Just two days after the close of the 1993 General Assembly, Maryland gun control advocates revealed a major goal for next year -- a law here similar to the new law in Virginia that prevents people from buying more than one gun a month.
"We expect that will be part of our comprehensive legislation next year, along with an assault weapons ban," said Vincent "Vinny" DeMarco, executive director of the Baltimore-based Marylanders Against Handgun Abuse.
He spoke after a rally yesterday outside the State House in Annapolis, where members of his group voiced their frustration at Maryland lawmakers who again killed an assault weapons ban proposed by the governor.

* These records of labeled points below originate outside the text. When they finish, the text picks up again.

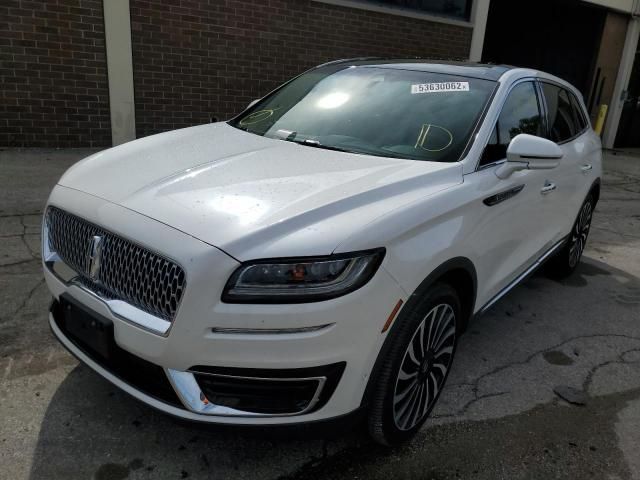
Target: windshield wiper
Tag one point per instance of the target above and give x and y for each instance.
(317, 144)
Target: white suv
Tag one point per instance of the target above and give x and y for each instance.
(320, 254)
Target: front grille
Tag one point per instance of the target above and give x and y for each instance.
(127, 272)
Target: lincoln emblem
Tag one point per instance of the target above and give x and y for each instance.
(95, 257)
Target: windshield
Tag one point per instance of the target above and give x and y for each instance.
(373, 110)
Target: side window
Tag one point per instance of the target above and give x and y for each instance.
(579, 113)
(520, 114)
(563, 121)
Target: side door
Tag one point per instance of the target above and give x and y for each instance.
(513, 230)
(568, 127)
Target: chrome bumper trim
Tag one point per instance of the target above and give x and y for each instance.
(189, 392)
(270, 331)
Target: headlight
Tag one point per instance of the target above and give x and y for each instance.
(299, 280)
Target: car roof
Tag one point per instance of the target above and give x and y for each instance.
(465, 69)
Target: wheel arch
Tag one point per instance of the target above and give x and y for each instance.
(460, 274)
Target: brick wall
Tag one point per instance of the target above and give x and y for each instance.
(197, 59)
(53, 78)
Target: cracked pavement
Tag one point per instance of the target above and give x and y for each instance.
(498, 417)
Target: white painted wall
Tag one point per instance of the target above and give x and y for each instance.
(479, 14)
(117, 27)
(622, 82)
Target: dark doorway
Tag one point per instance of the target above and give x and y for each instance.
(629, 128)
(557, 36)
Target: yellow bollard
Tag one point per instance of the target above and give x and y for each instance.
(602, 115)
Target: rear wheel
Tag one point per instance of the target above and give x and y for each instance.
(416, 366)
(565, 262)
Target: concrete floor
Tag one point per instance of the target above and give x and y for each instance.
(498, 418)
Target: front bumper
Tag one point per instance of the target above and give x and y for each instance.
(210, 334)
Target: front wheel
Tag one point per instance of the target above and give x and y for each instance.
(565, 262)
(416, 366)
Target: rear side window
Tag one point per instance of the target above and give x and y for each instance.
(520, 114)
(565, 122)
(582, 120)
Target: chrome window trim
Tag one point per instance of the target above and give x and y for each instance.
(192, 397)
(118, 308)
(546, 111)
(479, 167)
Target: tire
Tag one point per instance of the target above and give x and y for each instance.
(413, 374)
(565, 262)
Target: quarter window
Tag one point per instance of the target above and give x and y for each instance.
(579, 112)
(564, 120)
(520, 114)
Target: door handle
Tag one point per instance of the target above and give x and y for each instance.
(548, 188)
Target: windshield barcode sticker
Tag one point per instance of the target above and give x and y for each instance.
(440, 87)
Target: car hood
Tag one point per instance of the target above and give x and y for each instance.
(253, 196)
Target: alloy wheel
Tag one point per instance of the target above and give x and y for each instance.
(424, 366)
(580, 233)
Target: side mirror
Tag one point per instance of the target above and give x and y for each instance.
(528, 152)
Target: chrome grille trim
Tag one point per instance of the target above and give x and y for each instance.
(128, 272)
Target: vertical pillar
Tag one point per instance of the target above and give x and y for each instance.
(622, 82)
(117, 28)
(479, 14)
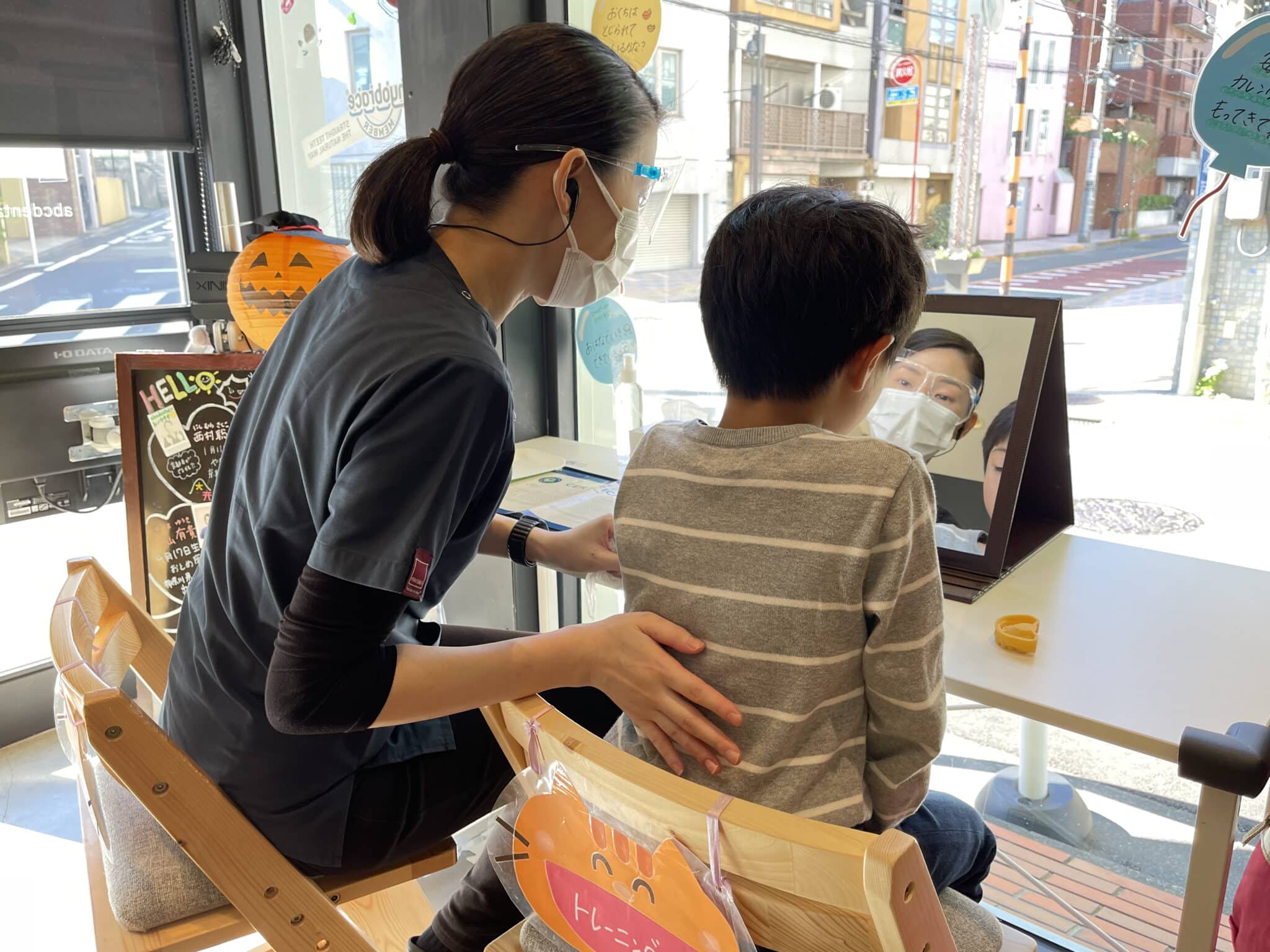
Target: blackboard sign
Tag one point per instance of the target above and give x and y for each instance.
(174, 416)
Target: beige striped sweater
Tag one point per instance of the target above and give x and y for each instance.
(807, 563)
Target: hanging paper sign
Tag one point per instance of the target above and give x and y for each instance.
(602, 890)
(1231, 107)
(630, 30)
(605, 334)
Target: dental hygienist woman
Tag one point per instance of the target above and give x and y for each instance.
(928, 404)
(365, 467)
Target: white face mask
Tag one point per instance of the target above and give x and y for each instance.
(915, 421)
(582, 280)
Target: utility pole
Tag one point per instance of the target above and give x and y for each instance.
(1008, 259)
(756, 111)
(1119, 175)
(1091, 172)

Mr. DeMarco noted that the legislature did pass another gun control bill during the 90-day session that ended Monday. The new law closes a loophole that has enabled people to avoid criminal background checks when buying handguns and assault weapons from private collectors at gun shows.
It was the Virginia legislature, however, that took the spotlight on the issue this year by enacting its law limiting gun purchases.
Virginia had been notorious for its lax gun laws before legislators passed the gun control measure, one of the toughest in the nation. The National Rifle Association strongly opposed the law.
Mr. DeMarco said it is too early to provide details of his group's legislative package for 1994. However, two components will be a ban on semiautomatic assault weapons and some type of limit on gun purchases patterned loosely on the Virginia law.
He said he kicked off the campaign two days after the General Assembly adjourned because he will need to organize for the proposed legislation's success.
"We realized the Senate Judicial Proceedings Committee was stacked against us and that we needed a long-term grass-roots campaign to get a bill through," Mr. DeMarco said. That committee has been a roadblock to most gun control bills.
In an interview, a spokesman for the Maryland gun lobby said Mr. DeMarco's efforts are misguided.
"Vinny's barking up the wrong tree. You can't cure violent crime by attacking law-abiding citizens. You've got to get the violent criminals off the streets," said Robert McMurray of the Maryland State Rifle and Pistol Association.
"Back in 1988 Vinny was screaming for a handgun ban. People believed him and gave him the law he wanted [banning certain cheap handguns,] but the crime didn't stop. It didn't even slow down. It got worse."
Mr. McMurray says the answer is tough anti-crime laws and strict law enforcement.
But Mr. DeMarco blames the spread of deadlier weapons for the continued violence since Maryland approved the ban on so-called "Saturday night specials" in 1988.
"The problem is technology is outpacing us and now manufacturers are making assault weapons," he said.
Although his group has never sought to ban all handguns, some victims of gun violence who spoke at the rally seemed to favor just that.
About two dozen people turned out for the event. A quilt embroidered with the names and photos of Marylanders whose lives were cut short by gunfire was on display.
Georgia Garrett told the group that her only son, 23-year-old Gerald Higgs, was shot to death on a street corner in West Baltimore March 22.
She said her son, a security guard, was helping a friend move into a home near a "drug-infested" area when he was shot in the head. The shooter mistook Mr. Higgs for someone else, she said.
"I want them not to allow people to sell guns to anyone. Guns are being bought like candy," Mrs. Garrett said.
She brought a poster bearing photos of her son and his surviving baby daughter, nieces and nephews. The inscription at top said, "We'll always love you and miss you a lot."
Holding back tears, Mrs. Garrett noted that her granddaughter is too young to remember her father. "He will just be a picture to her."
Mr. DeMarco said that as part of its campaign, his group is helping sponsor a daylong symposium on gun violence April 30 at Johns Hopkins University.